There was no rain this time but no moonlight, either. By touch, Unar climbed a ladder woven from lianas, emerging through maidenhair ferns and orchids onto a walkway that led to a small slave’s gate. It was little more than a hole bored through one of the fig’s many trunks, with a small plate over the archway to indicate she was passing into Ehkisland.

She couldn’t read it. Despite Teacher Eann’s good intentions, she’d never learned. But her sense of direction was good, and she’d been into Ehkisland quite recently, albeit by a higher and grander gate. Her awareness of the Garden diminished as she crossed. She startled a crowded stricken family that had built a cooking fire in the shelter of the Gate, not expecting anybody to pass at this hour.

“The snake path, to Odelland?” Unar asked the woman, who stood gawping, holding two birds that she’d charred in their feathers.

The woman told her the way, the same way told by Ylly, and Unar paid her in dried monkey meat she’d been given for her supper.

“Ehkis bless you,” the woman said.

“And you,” Unar said, squirming a little. She should have named Audblayin. Maybe Aoun was right, and she hadn’t given her heart to her master. Then she heard the nyaaa! of a newborn baby and froze where she was on the branch. “You have a little one?”

“He’s my grandson. Born this morning. His mother sleeps.”

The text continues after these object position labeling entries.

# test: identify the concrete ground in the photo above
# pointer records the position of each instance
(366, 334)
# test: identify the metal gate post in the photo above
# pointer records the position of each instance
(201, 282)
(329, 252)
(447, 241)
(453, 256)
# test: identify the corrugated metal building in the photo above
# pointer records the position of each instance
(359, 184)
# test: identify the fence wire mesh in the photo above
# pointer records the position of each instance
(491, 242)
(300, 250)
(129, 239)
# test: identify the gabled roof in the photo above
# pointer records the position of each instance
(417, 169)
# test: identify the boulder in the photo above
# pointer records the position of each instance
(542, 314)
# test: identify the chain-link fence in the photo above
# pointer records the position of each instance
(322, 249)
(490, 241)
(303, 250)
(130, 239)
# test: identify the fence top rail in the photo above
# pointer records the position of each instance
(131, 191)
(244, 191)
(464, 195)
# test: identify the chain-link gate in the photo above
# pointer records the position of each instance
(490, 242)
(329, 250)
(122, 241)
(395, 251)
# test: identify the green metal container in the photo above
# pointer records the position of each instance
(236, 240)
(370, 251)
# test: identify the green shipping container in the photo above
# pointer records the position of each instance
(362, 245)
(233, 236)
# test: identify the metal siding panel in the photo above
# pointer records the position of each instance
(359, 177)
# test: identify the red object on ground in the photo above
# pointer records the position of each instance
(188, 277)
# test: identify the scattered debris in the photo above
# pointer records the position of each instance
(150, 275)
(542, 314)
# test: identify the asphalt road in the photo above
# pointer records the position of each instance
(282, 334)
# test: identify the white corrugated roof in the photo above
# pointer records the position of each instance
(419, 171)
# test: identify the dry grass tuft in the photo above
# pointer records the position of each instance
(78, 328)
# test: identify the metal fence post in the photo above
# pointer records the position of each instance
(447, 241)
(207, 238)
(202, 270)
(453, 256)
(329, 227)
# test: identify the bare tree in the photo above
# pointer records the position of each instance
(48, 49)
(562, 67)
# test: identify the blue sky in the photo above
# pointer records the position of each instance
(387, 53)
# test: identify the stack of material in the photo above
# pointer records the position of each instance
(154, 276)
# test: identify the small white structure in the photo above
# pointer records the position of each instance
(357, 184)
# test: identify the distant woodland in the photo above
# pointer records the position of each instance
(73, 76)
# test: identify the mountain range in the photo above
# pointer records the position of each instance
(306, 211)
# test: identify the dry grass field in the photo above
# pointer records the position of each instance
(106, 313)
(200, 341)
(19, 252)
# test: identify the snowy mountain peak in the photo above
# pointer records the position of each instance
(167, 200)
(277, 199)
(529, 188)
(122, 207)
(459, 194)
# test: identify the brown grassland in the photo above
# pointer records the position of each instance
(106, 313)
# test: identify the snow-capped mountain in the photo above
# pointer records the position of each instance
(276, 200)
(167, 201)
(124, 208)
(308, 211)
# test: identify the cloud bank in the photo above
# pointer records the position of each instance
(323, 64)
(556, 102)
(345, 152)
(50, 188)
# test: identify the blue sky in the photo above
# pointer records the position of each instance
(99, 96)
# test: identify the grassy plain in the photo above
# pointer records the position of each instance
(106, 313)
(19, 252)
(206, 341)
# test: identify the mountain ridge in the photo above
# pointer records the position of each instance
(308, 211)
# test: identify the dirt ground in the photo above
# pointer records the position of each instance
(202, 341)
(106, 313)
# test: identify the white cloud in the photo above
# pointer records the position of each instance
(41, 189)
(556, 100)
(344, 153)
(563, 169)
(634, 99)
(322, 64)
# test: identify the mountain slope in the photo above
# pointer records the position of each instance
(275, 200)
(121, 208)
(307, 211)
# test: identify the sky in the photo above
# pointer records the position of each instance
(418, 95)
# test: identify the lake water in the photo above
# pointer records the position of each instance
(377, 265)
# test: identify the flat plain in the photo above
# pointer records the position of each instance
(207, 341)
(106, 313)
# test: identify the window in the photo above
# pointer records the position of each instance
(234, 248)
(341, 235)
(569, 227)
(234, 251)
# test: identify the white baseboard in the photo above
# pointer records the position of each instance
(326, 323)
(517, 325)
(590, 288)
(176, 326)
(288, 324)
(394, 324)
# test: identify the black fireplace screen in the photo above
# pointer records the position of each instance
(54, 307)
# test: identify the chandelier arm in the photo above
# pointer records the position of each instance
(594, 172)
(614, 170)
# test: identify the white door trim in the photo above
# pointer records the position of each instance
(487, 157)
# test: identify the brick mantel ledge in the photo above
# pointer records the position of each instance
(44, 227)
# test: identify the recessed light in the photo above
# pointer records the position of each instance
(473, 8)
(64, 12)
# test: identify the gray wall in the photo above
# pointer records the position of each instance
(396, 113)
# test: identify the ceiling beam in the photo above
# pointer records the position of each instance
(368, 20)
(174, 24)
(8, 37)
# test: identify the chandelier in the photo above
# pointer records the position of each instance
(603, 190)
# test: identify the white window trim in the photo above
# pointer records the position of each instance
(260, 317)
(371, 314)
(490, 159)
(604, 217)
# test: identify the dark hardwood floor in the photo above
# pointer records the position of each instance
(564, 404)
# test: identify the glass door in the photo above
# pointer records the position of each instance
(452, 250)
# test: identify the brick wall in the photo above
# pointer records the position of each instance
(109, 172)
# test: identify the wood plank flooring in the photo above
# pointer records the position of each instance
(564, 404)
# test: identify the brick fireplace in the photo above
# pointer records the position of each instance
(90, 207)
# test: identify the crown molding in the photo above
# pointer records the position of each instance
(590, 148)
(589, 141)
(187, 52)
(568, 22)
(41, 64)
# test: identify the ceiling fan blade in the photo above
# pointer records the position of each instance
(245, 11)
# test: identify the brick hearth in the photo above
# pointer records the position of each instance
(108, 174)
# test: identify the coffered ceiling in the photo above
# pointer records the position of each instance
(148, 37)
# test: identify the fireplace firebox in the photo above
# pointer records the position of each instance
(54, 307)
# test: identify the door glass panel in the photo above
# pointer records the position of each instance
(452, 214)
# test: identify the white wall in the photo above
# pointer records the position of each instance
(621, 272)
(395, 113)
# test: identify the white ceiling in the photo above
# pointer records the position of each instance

Unar stared at the baby’s blotchy, puckered face as it turned towards the fire in what must have been his older sister’s arms. Unar had been an older sister like that. She’d squeezed little Isin so tightly.

“What’s his name? I’m going to Odel’s emergent. I’ll pay tribute for him.”

The girl that held the baby told Unar his name.

“Don’t let him fall,” Unar said.

“I won’t,” the girl said fiercely.

“He might be a god.”

The woman who had given directions squawked a laugh.

“A god? Don’t be putting ideas in her head. Gods don’t walk among the stricken.”

Unar took one last look at the baby. It was too early. She couldn’t search for him yet.

The wind was cold, and the snake path beckoned.